On 11 July 2018, the Federal Council of Austria adopted the text of the Annual Tax Act 2018 as approved by the National Council (lower house) on 4 July. The legislation includes simplifications of tax laws, the abolishment of various fees and measures in the fight against tax avoidance.
The legislation includes following measures:
Anti-Tax Avoidance Directive:
An adjustment of the current exit tax rules to bring them in line with the Anti-Tax Avoidance Directive (ATAD1), which includes reducing the number of tax payment installments from seven to five and new conditions for the immediate recovery of outstanding tax, including cases where:
- The assets or business of permanent establishment are sold or otherwise disposed of or transferred to a State outside the EU/EEA;
- The place of management of a company is transferred to a State outside the EU/EEA;
- The taxpayer declares bankruptcy or is wound up; or
- The taxpayer fails to make an installment payment within 12 months from the due date.
CFC rule:
In accordance with the ATAD1, CFC taxation will be introduced in Austria for the first time. Accordingly, foreign companies may be considered CFCs where an Austrian company itself or with associated companies holds directly or indirectly more than 50% of the capital or voting rights of the foreign company or is entitled to more than 50% of the profits of the foreign company (associated means 25% direct or indirect ownership or entitlement to profits).

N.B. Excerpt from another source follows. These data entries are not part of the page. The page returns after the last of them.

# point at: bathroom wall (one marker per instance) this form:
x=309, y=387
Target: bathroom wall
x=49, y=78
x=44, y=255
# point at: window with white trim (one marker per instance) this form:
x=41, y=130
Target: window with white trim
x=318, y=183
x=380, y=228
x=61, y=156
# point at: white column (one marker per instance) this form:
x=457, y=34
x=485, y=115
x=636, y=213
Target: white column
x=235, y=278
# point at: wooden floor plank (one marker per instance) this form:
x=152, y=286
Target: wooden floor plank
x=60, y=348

CFC taxation will apply to following situations:
- Austrian corporations holding a controlling interest (more than 50% of voting rights, capital or dividend rights, alone or together with its associated enterprises);
- Passive income of a foreign subsidiary (interest, royalties, dividends, financial leasing fees, capital gains from the sale of participations, income from insurance, banking or financial activities, income from invoicing companies);
- If the passive income represents more than one third of the foreign subsidiary’s overall income; and
- The effective tax rate is 12.5% or less.
CFC taxation will not apply where the controlled foreign company carries on a substantial economic activity supported by staff, equipment, assets and premises, as evidenced by relevant facts and circumstances.
VAT law:
The implementation of Council Directive (EU) 2017/2455 to allow small undertakings to apply the VAT rules used in their home country if yearly cross-border online sales are below EUR 10,000;
The introduction of horizontal monitoring as an alternative to tax audits for larger companies and groups, subject to certain conditions; and
The introduction of rules in relation to financial account information reporting for the purpose of exchange under EU law and the OECD Common Reporting Standard.
The above all measures are generally effective from 1 January 2019.